For an hour the Frenchman walked up and down while Jasper lay behind the furze bushes and kept watch. Once De Rothan paused within three yards of him and stood listening, muttering angrily over the absence of Jerome.
His patience gave out at last. Jasper saw him walk to the entrance of the quarry, stare into the distance, and then turn, and clamber up the bank. Jasper held back till the sound of De Rothan's footsteps had died down into the night. Then he pushed Tom Stook's lantern under a bush, climbed out of the quarry, and, striking the path that led toward Stonehanger, followed it with some of the caution of an Indian working a trail.
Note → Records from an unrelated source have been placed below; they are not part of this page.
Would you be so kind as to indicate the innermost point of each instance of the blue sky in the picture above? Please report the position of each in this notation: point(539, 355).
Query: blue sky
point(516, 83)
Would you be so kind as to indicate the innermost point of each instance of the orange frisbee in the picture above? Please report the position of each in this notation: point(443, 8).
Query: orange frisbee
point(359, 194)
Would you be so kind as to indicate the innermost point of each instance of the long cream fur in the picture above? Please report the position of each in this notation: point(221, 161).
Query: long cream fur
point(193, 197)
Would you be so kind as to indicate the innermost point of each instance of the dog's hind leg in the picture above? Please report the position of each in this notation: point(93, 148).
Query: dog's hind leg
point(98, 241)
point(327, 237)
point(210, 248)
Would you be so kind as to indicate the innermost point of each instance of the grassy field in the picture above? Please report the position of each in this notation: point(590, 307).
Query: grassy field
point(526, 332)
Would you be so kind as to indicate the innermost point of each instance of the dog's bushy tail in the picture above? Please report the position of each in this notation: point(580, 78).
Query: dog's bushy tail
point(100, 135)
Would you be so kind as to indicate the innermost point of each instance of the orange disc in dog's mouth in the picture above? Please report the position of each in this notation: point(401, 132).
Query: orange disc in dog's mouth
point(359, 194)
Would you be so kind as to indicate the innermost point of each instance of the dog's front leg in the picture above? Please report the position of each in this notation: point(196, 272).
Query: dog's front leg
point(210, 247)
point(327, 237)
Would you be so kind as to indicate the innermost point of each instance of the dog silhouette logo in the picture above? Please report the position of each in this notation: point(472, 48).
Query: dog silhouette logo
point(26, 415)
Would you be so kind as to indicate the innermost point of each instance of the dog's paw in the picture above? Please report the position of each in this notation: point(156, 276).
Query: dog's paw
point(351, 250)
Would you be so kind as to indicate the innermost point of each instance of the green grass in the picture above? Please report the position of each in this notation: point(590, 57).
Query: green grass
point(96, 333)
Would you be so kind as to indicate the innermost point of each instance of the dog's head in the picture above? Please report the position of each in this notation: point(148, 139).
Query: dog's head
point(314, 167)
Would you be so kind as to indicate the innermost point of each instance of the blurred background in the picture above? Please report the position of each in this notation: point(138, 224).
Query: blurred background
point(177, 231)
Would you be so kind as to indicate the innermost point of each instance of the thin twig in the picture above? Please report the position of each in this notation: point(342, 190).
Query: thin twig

Jasper neither heard nor saw anything of De Rothan till he came in sight of the chimneys of Stonehanger rising above the ridge of ground that hid the lower part of the house from view. Jasper paused here instinctively, and it was well that he did so. A black figure rose into view on the rising ground above and stood with the grey oval of its face turned toward the sea.
Then De Rothan disappeared. Jasper pushed on, topped the rising ground, and over the furze saw Stonehanger grey and glaring in the light of the full moon. Chimneys, parapet, window frames, even the individual stones in the walls were clear and distinct. The thorns and yews were bunches of black foliage rising above the grey line of the terrace wall.
Jasper could not help asking himself why Jerome had chosen such a night for landing, and how he had been able to avoid the patrols.
"Money and rum work wonders. These smugglers squeeze in everywhere."
He saw De Rothan mount the steps to the terrace and stand there looking at the windows of the house. Jasper seized his chance to slip forward and gain the shelter of some furze bushes that straggled close to the terrace wall.
He heard voices on the terrace. Anthony Durrell had been waiting for De Rothan, and but for his short sight he would have seen Jasper make his dash across the open grounds for the shelter of the furze bushes under the wall.
"Jerome has failed us. I waited more than an hour."
De Rothan glanced at Nance's window.